Medinfo 2015

Event reports | Aug. 19, 2015

Some reflections from Prof David Ingram, President and Chair of the openEHR Foundation Board of Governors

There was, for sure, as anyone rehearsed in the songs of Frank Sinatra would expect, an awful lot of coffee in Brazil. But, exceeding our expectations, perhaps, there was also an awful lot of openEHR as well, at Medinfo2015 in Sao Paulo - in presentations, tutorials, workshops and posters.
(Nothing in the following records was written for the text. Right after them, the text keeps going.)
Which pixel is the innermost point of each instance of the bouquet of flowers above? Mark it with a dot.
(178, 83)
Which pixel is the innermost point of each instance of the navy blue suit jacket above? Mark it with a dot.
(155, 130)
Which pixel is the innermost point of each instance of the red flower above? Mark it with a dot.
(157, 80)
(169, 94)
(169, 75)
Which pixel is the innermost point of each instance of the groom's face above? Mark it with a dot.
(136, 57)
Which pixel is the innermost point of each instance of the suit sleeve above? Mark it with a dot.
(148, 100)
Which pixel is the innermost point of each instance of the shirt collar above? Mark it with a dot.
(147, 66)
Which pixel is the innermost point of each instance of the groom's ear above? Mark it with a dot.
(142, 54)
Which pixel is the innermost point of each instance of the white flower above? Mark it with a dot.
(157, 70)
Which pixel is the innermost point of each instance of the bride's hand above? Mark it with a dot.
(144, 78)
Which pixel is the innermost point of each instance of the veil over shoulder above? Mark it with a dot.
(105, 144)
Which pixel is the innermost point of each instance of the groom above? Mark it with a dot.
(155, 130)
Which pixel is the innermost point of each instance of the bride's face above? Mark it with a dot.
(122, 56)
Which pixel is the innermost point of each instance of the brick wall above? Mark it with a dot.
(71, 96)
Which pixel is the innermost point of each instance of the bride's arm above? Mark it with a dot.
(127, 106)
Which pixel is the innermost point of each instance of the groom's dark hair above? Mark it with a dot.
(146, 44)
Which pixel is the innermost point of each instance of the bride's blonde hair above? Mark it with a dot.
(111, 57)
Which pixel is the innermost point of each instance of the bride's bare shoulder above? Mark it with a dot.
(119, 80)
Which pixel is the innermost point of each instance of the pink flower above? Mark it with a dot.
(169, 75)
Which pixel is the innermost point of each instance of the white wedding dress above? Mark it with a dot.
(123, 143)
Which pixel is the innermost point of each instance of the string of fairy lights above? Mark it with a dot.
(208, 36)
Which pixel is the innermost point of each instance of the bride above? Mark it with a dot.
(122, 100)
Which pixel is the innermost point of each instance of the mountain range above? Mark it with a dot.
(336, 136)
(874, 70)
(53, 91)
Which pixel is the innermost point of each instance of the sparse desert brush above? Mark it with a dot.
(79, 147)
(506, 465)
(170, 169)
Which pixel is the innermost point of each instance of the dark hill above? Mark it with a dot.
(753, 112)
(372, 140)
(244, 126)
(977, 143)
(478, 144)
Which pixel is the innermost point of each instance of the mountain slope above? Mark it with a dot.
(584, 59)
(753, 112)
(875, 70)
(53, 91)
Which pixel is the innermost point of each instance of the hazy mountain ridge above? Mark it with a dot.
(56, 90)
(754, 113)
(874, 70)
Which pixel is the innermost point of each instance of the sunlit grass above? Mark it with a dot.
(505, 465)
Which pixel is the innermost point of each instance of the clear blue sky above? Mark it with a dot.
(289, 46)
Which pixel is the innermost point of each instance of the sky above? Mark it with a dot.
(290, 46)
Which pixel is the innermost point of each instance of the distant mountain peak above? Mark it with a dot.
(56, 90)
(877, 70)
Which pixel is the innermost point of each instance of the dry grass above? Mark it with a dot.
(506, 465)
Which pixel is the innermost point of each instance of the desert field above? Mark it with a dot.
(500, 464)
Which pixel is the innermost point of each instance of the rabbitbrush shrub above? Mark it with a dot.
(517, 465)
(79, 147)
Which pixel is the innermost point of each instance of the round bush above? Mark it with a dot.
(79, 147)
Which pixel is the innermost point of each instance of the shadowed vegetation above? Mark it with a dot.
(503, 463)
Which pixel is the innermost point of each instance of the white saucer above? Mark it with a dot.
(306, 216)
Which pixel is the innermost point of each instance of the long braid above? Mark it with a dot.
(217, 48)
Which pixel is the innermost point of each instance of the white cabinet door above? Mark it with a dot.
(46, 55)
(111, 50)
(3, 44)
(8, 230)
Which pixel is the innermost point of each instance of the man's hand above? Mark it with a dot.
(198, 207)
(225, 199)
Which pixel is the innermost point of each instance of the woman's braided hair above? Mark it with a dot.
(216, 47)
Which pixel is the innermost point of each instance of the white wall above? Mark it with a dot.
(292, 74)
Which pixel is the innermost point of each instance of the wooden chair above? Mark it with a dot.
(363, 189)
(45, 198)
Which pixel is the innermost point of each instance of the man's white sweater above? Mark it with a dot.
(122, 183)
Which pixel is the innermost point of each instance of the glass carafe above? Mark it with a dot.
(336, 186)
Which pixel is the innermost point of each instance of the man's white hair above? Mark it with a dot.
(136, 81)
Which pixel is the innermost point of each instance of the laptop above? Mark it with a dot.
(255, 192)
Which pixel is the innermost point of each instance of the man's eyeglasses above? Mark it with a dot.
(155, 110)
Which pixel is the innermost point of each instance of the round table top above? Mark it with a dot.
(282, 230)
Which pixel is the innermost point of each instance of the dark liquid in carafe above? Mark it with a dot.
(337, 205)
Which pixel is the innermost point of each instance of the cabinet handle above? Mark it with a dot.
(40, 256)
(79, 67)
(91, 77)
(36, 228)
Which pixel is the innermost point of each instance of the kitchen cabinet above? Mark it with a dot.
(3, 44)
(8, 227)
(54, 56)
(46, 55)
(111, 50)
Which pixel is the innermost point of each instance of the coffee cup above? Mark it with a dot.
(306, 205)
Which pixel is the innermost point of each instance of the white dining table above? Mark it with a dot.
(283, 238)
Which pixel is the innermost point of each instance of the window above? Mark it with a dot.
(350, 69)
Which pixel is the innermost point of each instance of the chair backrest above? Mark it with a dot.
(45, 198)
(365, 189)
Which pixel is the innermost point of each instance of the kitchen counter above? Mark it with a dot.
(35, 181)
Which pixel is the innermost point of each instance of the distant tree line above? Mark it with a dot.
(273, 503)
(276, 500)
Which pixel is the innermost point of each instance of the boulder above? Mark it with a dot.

The exhibition stand, ably brought together by our Management Board and Industry Partners, was well designed and softly stated, capturing the spirit of openEHR in a simple banner – openEHR – An Open, Vendor-Neutral eHealth Data Platform.

We kept coming back to the stand to regroup and attend to new visitors – one minute a conversation about applying openEHR in a 300 centre neurology network in Russia, then half an hour of reminiscence with a conference keynote speaker about the progress of his health data bank initiative, internationally, then shaking hands and talking with a vice-president of one of the major US vendors, keen to explore how they might get involved … and so it went on from Tuesday to Sunday.

All openEHR MedInfo 2015 presentations

Full Conference Proceedings

High points for me were the presentations, from left field as it were, given by innovative people, who had come to openEHR via the web, got to understand it and how to use the openEHR methodology, arriving on the Medinfo programme, completely unbeknown to any of us, to report their progress. Prof Xudong Lu’s paper on the use and adaptation of archetypes to meet the well-rehearsed and researched requirements for clinical records for his 2500 bed hospital at Zheijang University in Hangzhou, China, was one such quite breath-taking example. There were numerous others.

For our community, it was a triumph of talent, cooperation and inventiveness, and a great opportunity for many of our members pushing for openEHR adoption to meet for the first time, compare notes and socialise with one another and with interested conference delegates. The community spirit, and, dare I say it, its youthfulness, had a great impact on the meeting and openEHR was visited and mentioned throughout the conference. It certainly had a big impact on me.